Selama masa sekolah dulu, ujian akhir semester atau sekolah biasa jadi periode yang kadang terasa aneh buat saya pribadi, terutama pada masa SMP dan SMA (2005-2011). Periode ini sebenarnya penuh tekanan, karena menjadi pertandingan final.
Pilihannya simpel: sukses atau gagal total. Diantara semua pertandingan "final" itu, Ujian Akhir Nasional menjadi pertandingan final bertekanan "harus menang" paling besar.
Saking besarnya tekanan itu, saya sampai sering melihat, orang-orang yang tadinya banyak tingkah, mendadak jadi insaf bahkan sangat religius.

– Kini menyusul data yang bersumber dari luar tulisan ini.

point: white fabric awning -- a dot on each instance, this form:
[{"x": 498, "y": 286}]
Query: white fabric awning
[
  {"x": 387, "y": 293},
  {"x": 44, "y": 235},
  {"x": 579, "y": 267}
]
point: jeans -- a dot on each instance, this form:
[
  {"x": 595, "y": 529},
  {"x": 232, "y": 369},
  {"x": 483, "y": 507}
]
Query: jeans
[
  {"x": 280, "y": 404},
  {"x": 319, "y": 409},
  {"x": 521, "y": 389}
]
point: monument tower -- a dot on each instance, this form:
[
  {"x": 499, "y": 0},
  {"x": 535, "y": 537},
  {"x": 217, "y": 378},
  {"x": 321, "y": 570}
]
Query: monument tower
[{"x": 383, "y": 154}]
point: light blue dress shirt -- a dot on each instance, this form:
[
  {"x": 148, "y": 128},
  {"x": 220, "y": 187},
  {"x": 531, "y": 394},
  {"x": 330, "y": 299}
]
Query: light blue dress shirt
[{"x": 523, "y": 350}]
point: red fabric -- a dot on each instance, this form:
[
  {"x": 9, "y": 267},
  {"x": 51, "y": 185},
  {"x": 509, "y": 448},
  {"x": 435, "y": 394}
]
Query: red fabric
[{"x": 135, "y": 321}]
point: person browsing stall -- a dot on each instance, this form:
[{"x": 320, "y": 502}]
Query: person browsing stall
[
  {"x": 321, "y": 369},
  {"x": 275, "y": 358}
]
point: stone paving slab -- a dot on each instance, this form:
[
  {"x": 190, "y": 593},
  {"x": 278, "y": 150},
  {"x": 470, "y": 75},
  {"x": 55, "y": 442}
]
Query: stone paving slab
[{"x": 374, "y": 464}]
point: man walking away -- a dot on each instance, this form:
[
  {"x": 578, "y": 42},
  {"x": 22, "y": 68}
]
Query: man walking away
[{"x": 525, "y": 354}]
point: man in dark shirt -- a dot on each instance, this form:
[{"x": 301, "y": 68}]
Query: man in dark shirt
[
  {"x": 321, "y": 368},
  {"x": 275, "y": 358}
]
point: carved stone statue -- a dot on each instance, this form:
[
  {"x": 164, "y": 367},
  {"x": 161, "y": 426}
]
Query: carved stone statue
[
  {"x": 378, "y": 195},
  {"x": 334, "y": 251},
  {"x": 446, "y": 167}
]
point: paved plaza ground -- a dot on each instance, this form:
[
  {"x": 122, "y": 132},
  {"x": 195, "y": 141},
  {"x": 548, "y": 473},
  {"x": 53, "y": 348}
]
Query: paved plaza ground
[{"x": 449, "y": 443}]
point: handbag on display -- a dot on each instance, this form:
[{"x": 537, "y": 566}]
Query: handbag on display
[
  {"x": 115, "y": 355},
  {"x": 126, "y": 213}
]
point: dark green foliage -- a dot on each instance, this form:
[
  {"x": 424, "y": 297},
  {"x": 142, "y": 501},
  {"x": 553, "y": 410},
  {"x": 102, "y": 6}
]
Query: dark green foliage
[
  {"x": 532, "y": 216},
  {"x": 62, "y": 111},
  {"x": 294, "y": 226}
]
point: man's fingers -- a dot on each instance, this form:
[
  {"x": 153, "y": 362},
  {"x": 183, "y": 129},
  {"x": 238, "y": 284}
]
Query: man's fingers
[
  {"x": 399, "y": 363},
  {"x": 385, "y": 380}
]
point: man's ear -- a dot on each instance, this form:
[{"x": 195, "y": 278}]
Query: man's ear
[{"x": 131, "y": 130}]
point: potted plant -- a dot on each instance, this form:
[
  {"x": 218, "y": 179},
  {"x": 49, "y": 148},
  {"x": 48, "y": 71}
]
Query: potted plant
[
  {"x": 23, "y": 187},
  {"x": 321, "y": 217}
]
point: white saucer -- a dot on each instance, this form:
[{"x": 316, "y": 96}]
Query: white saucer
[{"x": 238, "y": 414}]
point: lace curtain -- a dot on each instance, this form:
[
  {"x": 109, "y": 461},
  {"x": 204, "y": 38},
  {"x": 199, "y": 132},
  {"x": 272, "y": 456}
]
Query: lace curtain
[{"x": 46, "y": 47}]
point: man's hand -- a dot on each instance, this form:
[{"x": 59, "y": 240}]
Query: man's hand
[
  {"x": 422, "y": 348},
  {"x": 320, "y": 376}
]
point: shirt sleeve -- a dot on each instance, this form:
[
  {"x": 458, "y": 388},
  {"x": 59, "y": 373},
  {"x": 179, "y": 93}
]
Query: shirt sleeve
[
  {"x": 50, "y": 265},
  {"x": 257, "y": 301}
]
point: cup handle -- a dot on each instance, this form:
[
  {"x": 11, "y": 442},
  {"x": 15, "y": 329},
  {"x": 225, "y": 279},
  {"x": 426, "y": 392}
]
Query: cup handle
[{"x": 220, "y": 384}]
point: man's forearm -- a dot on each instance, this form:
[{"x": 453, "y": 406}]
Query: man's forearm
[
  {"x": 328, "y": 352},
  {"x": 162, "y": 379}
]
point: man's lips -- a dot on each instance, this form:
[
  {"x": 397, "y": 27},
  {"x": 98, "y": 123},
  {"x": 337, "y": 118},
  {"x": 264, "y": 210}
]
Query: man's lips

Seperti mimpi saja.
Selain karena menentukan kelulusan siswa, persentase kelulusan juga akan memengaruhi reputasi sekolah. Makanya, ada rangkaian tahap persiapan begitu panjang dan intens. Targetnya simpel: lulus seratus persen.
Tapi, di balik tekanan "harus menang" itu, tetap membawa sedikit rasa janggal: sebuah proses belajar yang tidak sebentar, hanya akan ditentukan oleh sepaket soal pilihan ganda. Ya, pilihan ganda.
Aneh, tapi begitulah adanya. Keanehan ini malah semakin sempurna, ketika ada banyak lembaga bimbingan belajar menawarkan paket belajar intensif, lengkap dengan aneka strategi menghadapi soal pilihan ganda.
Jujur saja, pada titik ini, saya kadang merasa, Ujian Akhir Nasional adalah sebuah permainan judi yang dilegalkan, bahkan jadi penentu nasib. Seperti babak adu penalti di pertandingan final turnamen sepak bola.
Tapi, kalau melihat pendekatan dan tujuan akhirnya, keanehan ini justru terasa masuk akal. Tujuan akhirnya memang angka skor, bukan nilai.
Jadi, wajar kalau jauh lebih banyak materi hapalan ketimbang pemahaman. Selesai ujian pun, kepala terasa kosong, karena perintah "datang, kerjakan, lupakan.", sudah biasa terprogram untuk menghadapi ujian. Apalagi kalau pikiran sudah mulai digoda rencana liburan panjang.
Kalau tiba-tiba buntu, tinggal pakai saja jurus lempar koin, menghitung kancing dan kawan-kawan. Namanya juga kepepet, boleh saja untung-untungan. Kalau betul ya syukur, salah ya sudah.